Japan decides to withdraw from IWC

A beluga whale sprays water towards visitors at the Hakkeijima Sea Paradise Tokyo

A beluga whale sprays water towards visitors at the Hakkeijima Sea Paradise Tokyo

While it's estimated that whaling employs only about 1,000 people in Japan and there's little demand for its end product, it serves a political goal similar to that of coal in the U.S.: it allows Japanese leaders to assert their independence from the worldwide community while appealing to those nostalgic for a traditional way of life.

Tokyo maintains most whale species are not endangered, and eating whale meat is part of its culture.

Japan is now conducting research whaling in the Northwestern Pacific and the Antarctic Ocean, but it must halt such activities in those waters once it withdraws from the IWC. Conservation groups warn the move will have serious consequences.

But hold on. What exactly has Japan announced?

"Commercial whaling. will be limited to Japan's territorial waters and exclusive economic zones".

As a result, Japan will stop hunting in Antarctic waters and the southern hemisphere, a prospect conservation groups had welcomed before it was formally confirmed.

"Japan now becomes a pirate whaling nation killing these ocean leviathans completely outside the bounds of worldwide law", Humane Society global president Kitty Block said.

In the 1950s, the practice reached its peak amid growing demand for whale meat as a key source of protein in the years following World War II, when the nation was poor and recovering from the devastation.

To combat the loss of whale meat, Japan switched to what it calls research whaling.

"Australia remains resolutely opposed to all forms of commercial and so-called "scientific" whaling", its environment minister, Melissa Price, and foreign minister, Marise Payne, said in a statement.

Japan slashed its annual quota in the Antarctic by about one third after the International Court of Justice ruled in 2014 that the country's research whaling program wasn't as scientific as it had argued.

Greenpeace Japan urged the government to reconsider, and warned it would risk criticism as the host of the G20 summit in June.

Greenpeace Japan executive director Sam Annesley said the decision was a backwards step for the country.

Greenpeace Japan Executive Director Sam Annesley accused Japan's government of "trying to sneak in this announcement at the end of year" to avoid global scrutiny.

Greenpeace has criticised Japan's decision
Greenpeace has criticised Japan’s decision

What is the current whaling ban?

"Even after the withdrawal, I hope both whales and other fishery resources can be used sustainably under proper management, based on the accumulated data", Ebina said.
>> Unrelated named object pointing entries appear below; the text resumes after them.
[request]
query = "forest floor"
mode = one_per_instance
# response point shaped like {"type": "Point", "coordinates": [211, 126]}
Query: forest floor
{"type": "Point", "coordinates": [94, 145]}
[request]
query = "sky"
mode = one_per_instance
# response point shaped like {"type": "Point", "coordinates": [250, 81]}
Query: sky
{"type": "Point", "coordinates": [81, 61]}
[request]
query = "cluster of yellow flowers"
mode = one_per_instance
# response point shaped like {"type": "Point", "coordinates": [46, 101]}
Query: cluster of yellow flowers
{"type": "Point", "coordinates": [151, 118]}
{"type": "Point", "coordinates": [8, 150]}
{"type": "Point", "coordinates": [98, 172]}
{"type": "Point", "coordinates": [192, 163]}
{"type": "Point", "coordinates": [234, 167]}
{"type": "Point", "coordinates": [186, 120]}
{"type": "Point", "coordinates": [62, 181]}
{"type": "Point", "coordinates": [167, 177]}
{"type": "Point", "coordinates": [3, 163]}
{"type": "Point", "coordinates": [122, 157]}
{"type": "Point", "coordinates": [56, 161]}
In recent years, Japan was often accused of using the guise of "scientific research" as an ethical and legal cover for its hunting trips to Antarctica.

The move on Wednesday, which is expected to draw worldwide criticism, came more than three months after the global body for the conservation of whales rejected a Tokyo-led proposal to lift a 32-year ban on the commercial hunting of the mammals.

"The whaling will be conducted in accordance with worldwide law and within the catch limits calculated in accordance with the method adopted by the IWC to avoid negative impact on cetacean resources", Suga said.

The IWC was established in 1948 under the International Convention for the Regulation of Whaling to conserve whales and realise the "orderly development of the whaling industry". The text does not say which worldwide organisation that is.

Whaling is a thorny issue in Japanese society, where the tradition of hunting marine mammals has existed for centuries.

Like a smaller version of the IWC, Nammco is a grouping of pro-whaling nations - Norway, Iceland, Greenland and the Faroe Islands - born out of frustration with the IWC.

By the way, today's announcement doesn't mean that Japan hasn't been hunting whales all this time.

Though the government has actively defended whaling, consumption of whale meat at home is on the decline. This includes 372 minke whales, 26 Bryde's whales, and 90 sei whales.

The last attempt to do so came in September at an IWC summit in Brazil.

Why can't the IWC agree?

Japan offered a package of measures, including setting up a Sustainable Whaling Committee and sustainable catch limits "for abundant whale stocks/species".